I heard this speech practiced at least five times in two different settings. It began, “I’m the bridesman. First time. Whitney, you look beautiful.” And ended, “Clark, remember: Happy wife, happy life.” But the middle part was what counted. I already knew that Whitney and these two friends had been together in third grade. Eavesdropping, I learned that Darius had thought Whitney was the coolest girl in class, and that he and she had finally become close friends in fifth grade. And that she had been the one who’d shown him, during high school, how to teepee someone’s house.
Whitney’s biggest dog was along for the whole day, too, behaving himself in the room where she and her family and Shandra and another friend, who had to take a call from France (and Darius, the lone guy, for part of the day), were getting ready.

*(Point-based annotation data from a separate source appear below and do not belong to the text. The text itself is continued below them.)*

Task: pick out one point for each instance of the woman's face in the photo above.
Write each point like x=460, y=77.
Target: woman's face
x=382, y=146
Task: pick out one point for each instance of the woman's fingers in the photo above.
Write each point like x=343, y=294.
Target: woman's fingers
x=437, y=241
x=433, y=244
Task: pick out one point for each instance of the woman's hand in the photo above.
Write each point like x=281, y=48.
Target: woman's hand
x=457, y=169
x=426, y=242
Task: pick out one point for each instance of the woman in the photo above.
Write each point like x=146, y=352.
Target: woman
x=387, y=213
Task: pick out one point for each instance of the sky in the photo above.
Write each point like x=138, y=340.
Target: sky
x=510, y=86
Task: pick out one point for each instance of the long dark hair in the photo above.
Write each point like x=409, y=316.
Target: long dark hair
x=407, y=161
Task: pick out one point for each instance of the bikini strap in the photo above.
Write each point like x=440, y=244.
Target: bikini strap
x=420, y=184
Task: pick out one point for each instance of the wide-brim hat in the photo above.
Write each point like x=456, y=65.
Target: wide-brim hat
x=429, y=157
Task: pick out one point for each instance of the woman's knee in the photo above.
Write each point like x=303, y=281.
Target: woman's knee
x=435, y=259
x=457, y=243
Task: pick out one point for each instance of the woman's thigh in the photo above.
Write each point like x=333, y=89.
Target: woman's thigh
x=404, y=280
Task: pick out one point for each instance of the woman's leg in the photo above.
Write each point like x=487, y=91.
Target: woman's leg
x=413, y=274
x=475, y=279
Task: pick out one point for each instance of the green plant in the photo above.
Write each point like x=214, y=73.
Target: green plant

We had worked out a simple way to honor the sister. Her favorite color had been orange, so I wove small orange ranunculus blooms into Whitney’s bouquet and hair flowers, and Clark’s boutonniere, and a bouquet representing the sister. The third sister carried the bouquet in during the ceremony and set it in a vase tied to a shepherd’s hook closest to Whitney, between the two of them.
One of my clearest memories from that day is of Whitney in her golden-ivory gown, off a little way alone with her dog, standing on a small rise and looking across the Missouri prairie. Taking a pause.
I fear that I’ve written this in a way that makes it sound as if that day was somber. I don’t know why; perhaps because it has rained all day today. But it was nothing like that—it was relaxed and peaceful and playful and joyous. There were bottles of beer and soda on ice for anyone, for me if I wanted. Whitney’s young nephew beamed as I pinned flowers onto his lapel; Clark’s pretty, youthful mother dashed into the kitchen where I was working and burst out, “I’m Clark’s mom!” with such delight that all I could do was say, “I have a little bouquet for you!” and try not to cry.
We stayed on as other parents and grandparents came for their flowers, then we piled our tools and tarps into the van and snuck away.
That was three years ago. The nieces and nephew are growing up. There is a new little boy who’s growing fast, too, and who I expect will always have pets.